Description
G'day,
I'm using ElasticSearch 0.19.11 with the unicast Zen discovery protocol.
With this setup, I can easily split a 3-node cluster into two 'hemispheres' (continuing with the brain metaphor) with one node acting as a participant in both hemispheres. I believe this to be a significant problem, because now minimum_master_nodes
is incapable of preventing certain split-brain scenarios.
Here's what my 3-node test cluster looked like before I broke it:
Here's what the cluster looked like after simulating a communications failure between nodes (2) and (3):
Here's what seems to have happened immediately after the split:
- Node (2) and (3) lose contact with one another. (
zen-disco-node_failed
...reason failed to ping
) - Node (2), still master of the left hemisphere, notes the disappearance of node (3) and broadcasts an advisory message to all of its followers. Node (1) takes note of the advisory.
- Node (3) has now lost contact with its old master and decides to hold an election. It declares itself winner of the election. On declaring itself, it assumes master role of the right hemisphere, then broadcasts an advisory message to all of its followers. Node (1) takes note of this advisory, too.
At this point, I can't say I know what to expect to find on node (1). If I query both masters for a list of nodes, I see node (1) in both clusters.
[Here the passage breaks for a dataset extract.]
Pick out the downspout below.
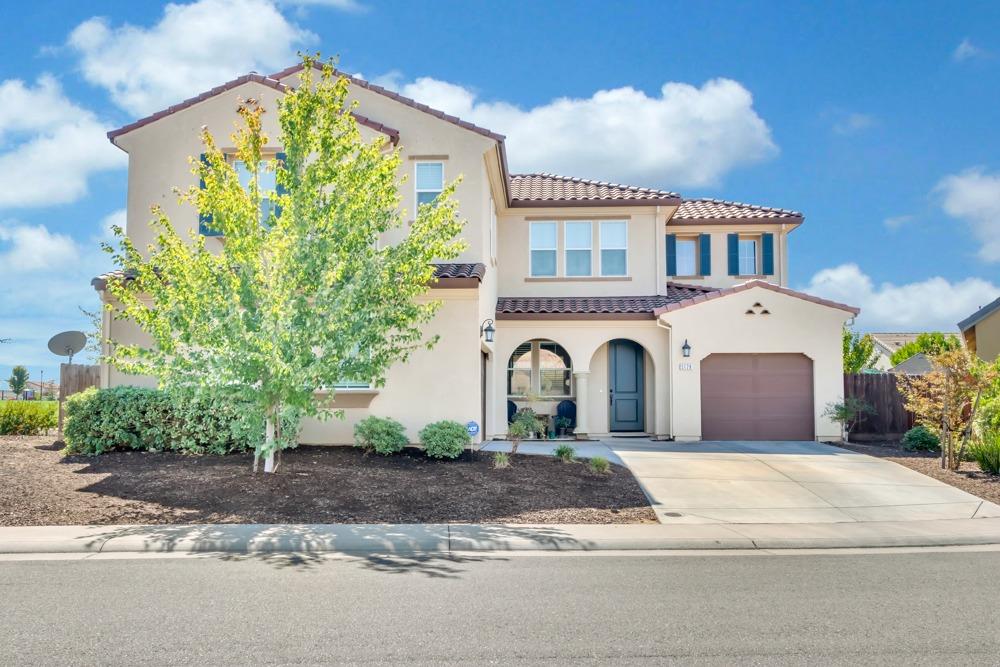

Let's look at minimum_master_nodes
as it applies to this test cluster. Assume I had set minimum_master_nodes
to 2. Had node (3) been completely isolated from nodes (1) and (2), I would not have run into this problem. The left hemisphere would have enough nodes to satisfy the constraint; the right hemisphere would not. This would continue to work for larger clusters (with an appropriately larger value for minimum_master_nodes
).
The problem with minimum_master_nodes
is that it does not work when the split brains are intersecting, as in my example above. Even on a larger cluster of, say, 7 nodes with minimum_master_nodes
set to 4, all that needs to happen is for the 'right' two nodes to lose contact with one another (a master election has to take place) for the cluster to split.
Is there anything that can be done to detect the intersecting split on node (1)?
Would #1057 help?
Am I missing something obvious? :)
Activity
moscht commentedon Dec 18, 2012
We also had at some point a similar issue, where minimum_master_nodes did not prevent the cluster from having two different views of the nodes at the same time.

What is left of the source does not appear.